ANTHROPÔLE, le quartier de la Cineptie !
Association de production audiovisuelle, ATP est aussi un lieu de débats - à sens unique - et d'échanges - unilatéraux - autour du cinéma, de la praxéologie, ou encore de la pêche à la truite fario.
Souvenez-vous de cette note à travers laquelle je critiquais les explicitations filmographiques abusives via l'exemple de Mr. Chagnon, émérite personnage littéraire analysant très longuement "The Big Lebowski". Je considérais alors cet exercice comme de la pure et simple masturbation. J'avais terminé par l'affirmation que, malgré tout, j'aimais Mr. Chagnon pour ce qu'il représentait, sans m'expliquer. C'est donc avec joie que j'ai l'occasion de développer les raisons de cet amour puisque Mr. Chagnon m'a très aimablement contacté (ou du moins un internaute qui prétend être Mr. Chagnon; l'important étant que la personne avec laquelle je me suis entretenu le représente) et que nous avons eu l'occasion de discuter par email interposé il y a de cela quelques semaines. En voici le compte-rendu fidèle. Mr. Chagnon:
Bonjour,
Je me suis effectivement googelisé quelques mois trop tard; j'aime ma propre personne, outrancièrement.

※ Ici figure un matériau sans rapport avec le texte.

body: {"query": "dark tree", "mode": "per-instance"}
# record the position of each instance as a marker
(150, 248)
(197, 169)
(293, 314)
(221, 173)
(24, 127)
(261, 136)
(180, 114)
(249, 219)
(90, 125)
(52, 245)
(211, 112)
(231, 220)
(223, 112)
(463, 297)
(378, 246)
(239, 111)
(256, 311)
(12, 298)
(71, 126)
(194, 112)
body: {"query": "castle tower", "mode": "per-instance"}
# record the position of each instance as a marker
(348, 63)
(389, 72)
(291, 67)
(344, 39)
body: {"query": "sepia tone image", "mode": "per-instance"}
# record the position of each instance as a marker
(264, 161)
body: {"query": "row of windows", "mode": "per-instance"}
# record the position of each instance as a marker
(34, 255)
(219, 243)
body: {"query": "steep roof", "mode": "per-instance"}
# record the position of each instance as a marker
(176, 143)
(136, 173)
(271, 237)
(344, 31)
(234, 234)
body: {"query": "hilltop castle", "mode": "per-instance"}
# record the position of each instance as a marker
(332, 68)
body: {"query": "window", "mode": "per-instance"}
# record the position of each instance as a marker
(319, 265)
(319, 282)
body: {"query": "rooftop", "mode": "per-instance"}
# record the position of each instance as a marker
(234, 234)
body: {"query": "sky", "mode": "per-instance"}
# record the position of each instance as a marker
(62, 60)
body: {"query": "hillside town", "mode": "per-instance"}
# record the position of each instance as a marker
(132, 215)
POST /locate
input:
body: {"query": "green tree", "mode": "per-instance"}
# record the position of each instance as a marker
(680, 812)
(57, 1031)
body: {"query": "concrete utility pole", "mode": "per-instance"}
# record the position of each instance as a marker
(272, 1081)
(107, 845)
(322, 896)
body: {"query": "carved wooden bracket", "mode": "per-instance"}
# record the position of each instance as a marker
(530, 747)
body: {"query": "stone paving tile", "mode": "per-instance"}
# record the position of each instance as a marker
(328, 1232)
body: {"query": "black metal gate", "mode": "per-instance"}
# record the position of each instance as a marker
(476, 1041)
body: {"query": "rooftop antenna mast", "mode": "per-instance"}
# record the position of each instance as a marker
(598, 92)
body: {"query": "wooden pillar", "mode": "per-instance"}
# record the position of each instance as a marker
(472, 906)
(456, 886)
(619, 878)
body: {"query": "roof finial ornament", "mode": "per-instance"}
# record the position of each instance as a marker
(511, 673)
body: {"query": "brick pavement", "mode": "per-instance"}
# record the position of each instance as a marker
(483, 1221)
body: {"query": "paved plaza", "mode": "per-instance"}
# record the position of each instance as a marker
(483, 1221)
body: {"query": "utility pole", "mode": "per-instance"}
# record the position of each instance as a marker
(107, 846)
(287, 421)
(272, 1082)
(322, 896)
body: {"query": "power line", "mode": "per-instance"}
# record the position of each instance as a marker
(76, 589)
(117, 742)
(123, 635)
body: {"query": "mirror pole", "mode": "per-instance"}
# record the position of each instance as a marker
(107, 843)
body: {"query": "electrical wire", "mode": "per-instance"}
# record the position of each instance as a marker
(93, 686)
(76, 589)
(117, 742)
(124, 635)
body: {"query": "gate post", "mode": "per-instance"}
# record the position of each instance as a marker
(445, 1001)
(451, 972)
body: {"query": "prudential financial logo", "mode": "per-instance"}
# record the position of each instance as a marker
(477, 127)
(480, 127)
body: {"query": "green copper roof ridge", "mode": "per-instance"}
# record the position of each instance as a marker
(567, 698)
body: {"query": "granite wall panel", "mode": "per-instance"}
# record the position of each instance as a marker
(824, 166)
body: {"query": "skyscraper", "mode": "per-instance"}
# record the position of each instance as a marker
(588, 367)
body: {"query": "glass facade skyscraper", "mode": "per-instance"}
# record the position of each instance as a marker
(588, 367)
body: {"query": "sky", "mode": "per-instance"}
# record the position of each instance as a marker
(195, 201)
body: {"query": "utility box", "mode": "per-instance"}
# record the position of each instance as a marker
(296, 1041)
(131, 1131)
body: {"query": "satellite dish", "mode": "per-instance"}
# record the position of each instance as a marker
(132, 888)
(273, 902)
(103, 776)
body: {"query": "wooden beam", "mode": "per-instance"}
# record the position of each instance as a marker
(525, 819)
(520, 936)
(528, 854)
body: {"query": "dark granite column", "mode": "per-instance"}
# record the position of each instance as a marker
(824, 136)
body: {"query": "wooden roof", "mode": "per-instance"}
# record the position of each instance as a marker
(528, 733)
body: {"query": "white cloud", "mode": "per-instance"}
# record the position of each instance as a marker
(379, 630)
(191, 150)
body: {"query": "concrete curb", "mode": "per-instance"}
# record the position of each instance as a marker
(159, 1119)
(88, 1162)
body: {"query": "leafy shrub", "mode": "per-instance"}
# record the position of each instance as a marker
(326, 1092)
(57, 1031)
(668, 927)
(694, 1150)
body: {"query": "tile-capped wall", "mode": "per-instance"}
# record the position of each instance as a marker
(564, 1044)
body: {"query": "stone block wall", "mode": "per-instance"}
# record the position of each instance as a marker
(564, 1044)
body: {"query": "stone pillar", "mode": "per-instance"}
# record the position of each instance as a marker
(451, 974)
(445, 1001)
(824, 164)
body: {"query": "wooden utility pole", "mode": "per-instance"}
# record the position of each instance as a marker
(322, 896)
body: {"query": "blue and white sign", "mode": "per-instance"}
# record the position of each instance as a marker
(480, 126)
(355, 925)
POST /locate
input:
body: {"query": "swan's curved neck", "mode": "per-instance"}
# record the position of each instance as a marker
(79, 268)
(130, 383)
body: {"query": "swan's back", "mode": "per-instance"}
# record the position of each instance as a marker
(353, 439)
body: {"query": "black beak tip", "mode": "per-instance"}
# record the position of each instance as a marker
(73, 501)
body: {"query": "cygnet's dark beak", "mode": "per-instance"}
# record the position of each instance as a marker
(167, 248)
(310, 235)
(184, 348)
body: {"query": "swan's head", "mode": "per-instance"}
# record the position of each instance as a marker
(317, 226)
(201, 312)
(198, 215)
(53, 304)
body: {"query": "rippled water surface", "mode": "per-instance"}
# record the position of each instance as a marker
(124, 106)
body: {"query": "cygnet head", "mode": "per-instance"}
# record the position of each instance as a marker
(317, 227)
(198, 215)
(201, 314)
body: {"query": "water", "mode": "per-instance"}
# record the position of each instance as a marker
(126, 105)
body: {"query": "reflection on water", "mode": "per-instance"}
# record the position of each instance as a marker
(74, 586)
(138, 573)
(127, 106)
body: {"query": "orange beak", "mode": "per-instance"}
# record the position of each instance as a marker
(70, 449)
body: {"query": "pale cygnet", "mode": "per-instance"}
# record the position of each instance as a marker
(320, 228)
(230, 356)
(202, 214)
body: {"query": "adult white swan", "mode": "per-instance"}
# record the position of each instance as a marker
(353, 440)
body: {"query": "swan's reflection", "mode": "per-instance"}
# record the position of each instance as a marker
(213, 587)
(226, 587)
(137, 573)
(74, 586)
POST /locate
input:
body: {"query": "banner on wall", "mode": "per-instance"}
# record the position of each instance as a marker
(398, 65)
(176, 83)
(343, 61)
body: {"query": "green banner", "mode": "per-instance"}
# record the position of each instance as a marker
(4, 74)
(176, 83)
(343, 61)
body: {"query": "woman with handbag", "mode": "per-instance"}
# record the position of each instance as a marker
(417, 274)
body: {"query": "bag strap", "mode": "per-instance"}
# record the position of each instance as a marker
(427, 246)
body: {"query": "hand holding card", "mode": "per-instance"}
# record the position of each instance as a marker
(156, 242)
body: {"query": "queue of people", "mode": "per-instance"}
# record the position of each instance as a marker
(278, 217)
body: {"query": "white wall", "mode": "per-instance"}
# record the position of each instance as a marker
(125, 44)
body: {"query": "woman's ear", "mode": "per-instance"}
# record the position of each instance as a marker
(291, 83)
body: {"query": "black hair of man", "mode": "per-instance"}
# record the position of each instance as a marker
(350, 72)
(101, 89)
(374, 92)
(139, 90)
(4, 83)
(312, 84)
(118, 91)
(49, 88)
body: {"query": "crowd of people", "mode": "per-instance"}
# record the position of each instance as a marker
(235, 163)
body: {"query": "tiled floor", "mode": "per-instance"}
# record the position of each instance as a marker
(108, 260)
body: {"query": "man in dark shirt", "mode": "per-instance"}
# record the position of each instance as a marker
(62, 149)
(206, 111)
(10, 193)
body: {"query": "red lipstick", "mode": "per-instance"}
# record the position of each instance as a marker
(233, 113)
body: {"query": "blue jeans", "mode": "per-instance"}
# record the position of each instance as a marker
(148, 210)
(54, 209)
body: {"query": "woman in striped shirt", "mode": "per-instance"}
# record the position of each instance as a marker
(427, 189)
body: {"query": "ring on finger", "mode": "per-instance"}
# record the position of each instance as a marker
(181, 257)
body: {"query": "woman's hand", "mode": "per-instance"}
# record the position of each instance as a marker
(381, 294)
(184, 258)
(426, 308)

Vous avez raison de dire que cette analyse relève de la pure masturbation intellectuelle. Je suis d'accord avec votre point. J'ai d'abord aimé The Big Lebowski parce que j'ai ri tout au long du film. En fait, il s'agit de la meilleure comédie jamais réalisée. L'analyser ne sert à rien et appauvri le lien affectif.
Mais j'aime me masturber.
J'apprécie sincèrement vos réflexions. Et je vous aime aussi.
Réponse de Mr. Reiss:
Bonjour à vous,
Je vous prie de m'excuser pour le retard de ma réponse, étant alors sur le tournage de mon premier film totalement inutile et ringard, ''Le Baptême'', dont les mauvais premiers rushs que je visionne actuellement devraient définitivement me décider à me lancer dans la controversée mais lucrative réalisation pornographique. J'apprécie que vous m'ayez envoyé ce mail; vous prouvez l'existence d'un lecteur.
Tout d'abord, j'adore moi aussi la masturbation puisque seul un anoniste pourrait trouver plaisir à dénoncer un confrère. Mes notes sont la matérialisation-web2.0 de la masturbation; c'est inutile mais c'est bon pour la circulation sanguine du cerveau.
Il est toujours rassurant et jouissif d'établir un travail archéologique sur un film nous ayant passionné puisque c'est une manière de revivre nos émotions passées et de les rattacher concrètement à des idées, à des concepts (c'est ici ma définition de la masturbation fantasmagorique). L'important n'est alors pas tant d'informer vos lecteurs que les frères Coen sont peut-être vaguement inspirés par Lyotard, mais de ressentir à nouveau, par bribes, l'atmosphère singulière et moderne de Big Lebowski.
Les personnes appréciant ce type de littérature sont des voyeurs ; vous aurez certainement compris que je ne veux aucunement nier vos talents littéraires puisque votre article est rondement bien mené et que je vous aime sincèrement, je vous l'ai déjà affirmé. Je vous aime parce que vous êtes utile à la société en ce sens que vous permettez ainsi à des personnes qui ne peuvent vivre eux-mêmes leurs émotions - les voyeurs - de les vivre à travers autrui - les anonistes -. Et vous êtes un anoniste de talent. Cela aussi, je vous l'ai déjà dit.
Bien à vous,
Ralph Reiss.
Post-Scriptum = j'ai finalement moi aussi googelisé mon nom pour me découvrir un homonyme ayant travaillé sur "Waterworld" de Kevin Reynolds. Je me suis donc empressé de le rajouter à mon curriculum vitae, en espérant que ça marche.